L’homme de la Montérégie de 52 ans était policier militaire quand son état de santé a commencé à se dégrader, il y a deux ans. M. Riopel doit maintenant se plier à des traitements d’hémodialyse trois fois par semaine. Sa greffe devait avoir lieu en mars 2020.

Si les greffes provenant de donneurs cadavériques et les greffes pédiatriques sont maintenues dans les hôpitaux de la province, certaines greffes provenant de donneurs vivants, comme celle qu’attend Martin Riopel, sont reportées.

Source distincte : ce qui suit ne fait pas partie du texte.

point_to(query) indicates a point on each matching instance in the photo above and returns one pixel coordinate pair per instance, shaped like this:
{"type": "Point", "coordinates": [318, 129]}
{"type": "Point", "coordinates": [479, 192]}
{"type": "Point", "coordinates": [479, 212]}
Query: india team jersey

«Mon frère va me donner un rein. Ce n’est pas une petite décision, et chaque fois, je dois lui dire: “Denis, c’est annulé”», s’est-il désolé.

Des analyses ont déjà retardé la greffe de Martin Riopel cet été, alors qu’un cancer était suspecté. La greffe devait finalement avoir lieu au cours des prochains jours dans un centre hospitalier de Sherbrooke, mais elle a encore été reportée.

Martin Riopel encaisse durement la nouvelle, mais tient bon. Il a aussi une pensée pour les travailleurs de la santé au front depuis le début de la pandémie.

«Quand je vais à l’hôpital, je me dis que ça ne tiendra pas, que ça va péter. Le personnel est brûlé, court comme des poules pas de tête, ce n’est vraiment pas facile. Si vous pensez que c’est un complot [la COVID], faites preuve de respect pour ceux qui travaillent dans le système de santé et les malades qui attendent des greffes», a imploré Martin Riopel.

Environ 300 greffes du rein ont eu lieu en 2019 au Québec, dont 42 provenaient de donneurs vivants.